I've been following through this Matlab regression example where the network is trained to recognise the varying rotations in handwritten digits. I wanted to explore the results further and so found the root files in the program directory - inside, there are 10 subfolders (0-9) containing a total of 10,000 images and 2 excel sheets, "digitTest" and "digitTrain". These excel sheets are each 5000 rows of 3 columns for image file name, digit and rotated angle respectively. After running the code in the example myself and comparing the results, I can see that the response YTrain is the same as the excel file "digitTrain" and the response YValidation is the same as the excel file "digitTest". Later on in the post-processing of the data, a YPrediction and hence prediction error is calculated as so:
YPredicted = predict(net,XValidation);
predictionError = YValidation - YPredicted;
These 3 seperate responses have confused me and I'm looking for some clarification.
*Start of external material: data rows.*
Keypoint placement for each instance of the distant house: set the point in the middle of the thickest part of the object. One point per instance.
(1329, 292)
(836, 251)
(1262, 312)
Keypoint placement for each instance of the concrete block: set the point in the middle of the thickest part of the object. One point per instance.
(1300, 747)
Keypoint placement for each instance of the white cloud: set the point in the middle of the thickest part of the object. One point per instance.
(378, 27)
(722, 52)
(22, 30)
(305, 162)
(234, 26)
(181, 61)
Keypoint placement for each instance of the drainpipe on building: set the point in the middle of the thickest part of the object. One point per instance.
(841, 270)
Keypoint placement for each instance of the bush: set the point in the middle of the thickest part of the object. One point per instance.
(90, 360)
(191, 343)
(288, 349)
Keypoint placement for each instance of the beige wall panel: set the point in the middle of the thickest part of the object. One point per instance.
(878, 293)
From my understanding, validation data consists of the true values that are used to compare against the responses during training, in order to gain a rough estimation of how accurate a given network is. This makes sense as prediction error is the difference between the true and predicted values. I am not altogether sure what YTrain is; if this is meant to respresent the training responses, then why is there an excel sheet with pre-defined responses within the program directory already? What is YTrain representing, and if I were to train my own network would I need to generate a similar YTrain alongside my YValidation?